Historic news: the Affordable Care Act (ACA) will bring Title VII federal nondiscrimination protections to the health care field. This month, the Department of Health and Human Services (HHS) clarified that the ACA prohibits gender-based discrimination by federally-funded health care providers. Gender-based discrimination includes discrimination based on gender identity and gender stereotypes, which provides critical protections for LGBTQ individuals.
This decision represents an incredible shift in the rights that trans people have in federally-funded health care settings. It is no longer legal for medical providers to refuse to treat patients simply because they are trans or to discriminate against trans people in other ways because of their identity. The law also prohibits insurers from denying or canceling insurance because an individual is transgender or HIV positive. Unfortunately, this does not mean that trans-specific health care, such as hormone therapy or transition-related surgical procedures, will be included in insurance coverage.

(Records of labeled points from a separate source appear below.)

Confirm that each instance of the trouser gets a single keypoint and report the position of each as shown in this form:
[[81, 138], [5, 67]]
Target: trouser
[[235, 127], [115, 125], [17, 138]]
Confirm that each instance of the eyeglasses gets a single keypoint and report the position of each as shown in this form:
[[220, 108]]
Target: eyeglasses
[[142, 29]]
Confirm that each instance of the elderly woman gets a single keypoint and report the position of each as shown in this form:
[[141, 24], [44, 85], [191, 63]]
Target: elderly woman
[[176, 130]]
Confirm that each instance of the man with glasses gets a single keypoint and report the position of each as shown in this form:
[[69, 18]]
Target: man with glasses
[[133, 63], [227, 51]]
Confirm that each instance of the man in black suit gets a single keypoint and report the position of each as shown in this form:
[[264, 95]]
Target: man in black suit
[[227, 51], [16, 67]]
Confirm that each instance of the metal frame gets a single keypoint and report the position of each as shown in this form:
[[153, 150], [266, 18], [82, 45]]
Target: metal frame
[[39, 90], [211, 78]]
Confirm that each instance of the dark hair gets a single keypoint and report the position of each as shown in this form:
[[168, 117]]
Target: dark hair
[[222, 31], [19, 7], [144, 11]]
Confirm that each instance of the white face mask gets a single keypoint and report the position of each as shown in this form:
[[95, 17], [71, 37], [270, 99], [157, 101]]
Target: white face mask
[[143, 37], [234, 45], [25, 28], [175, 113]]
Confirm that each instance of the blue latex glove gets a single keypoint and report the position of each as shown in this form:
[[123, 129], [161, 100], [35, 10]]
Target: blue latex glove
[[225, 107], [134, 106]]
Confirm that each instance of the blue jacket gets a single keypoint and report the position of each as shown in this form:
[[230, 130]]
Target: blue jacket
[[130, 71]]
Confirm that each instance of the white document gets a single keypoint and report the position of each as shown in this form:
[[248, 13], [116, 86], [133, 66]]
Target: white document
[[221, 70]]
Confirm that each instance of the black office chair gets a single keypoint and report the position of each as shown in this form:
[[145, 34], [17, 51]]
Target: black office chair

Basic Rights Oregon will continue our work to win fully trans inclusive health care.
More good news is that the ACA’s Medicaid expansion will extend eligibility to all people under 133 percent of the federal poverty level (approximately $14,000 per year for a single person). The eligibility expansion will increase access to healthcare to transgender individuals, who are four times as likely as the general population to live on less than $10,000 per year.
The ACA will also provide funding for LGBT cultural competency trainings. These trainings will educate health care professionals on how to provide respectful care and create a safe environment for LGBTQ patients. The law provides financial assistance directly to LGBTQ-friendly community health centers and, to better assess the needs of transgender patients, mandates that HHS includes sexual orientation and gender identity in its national data collection efforts starting in 2013.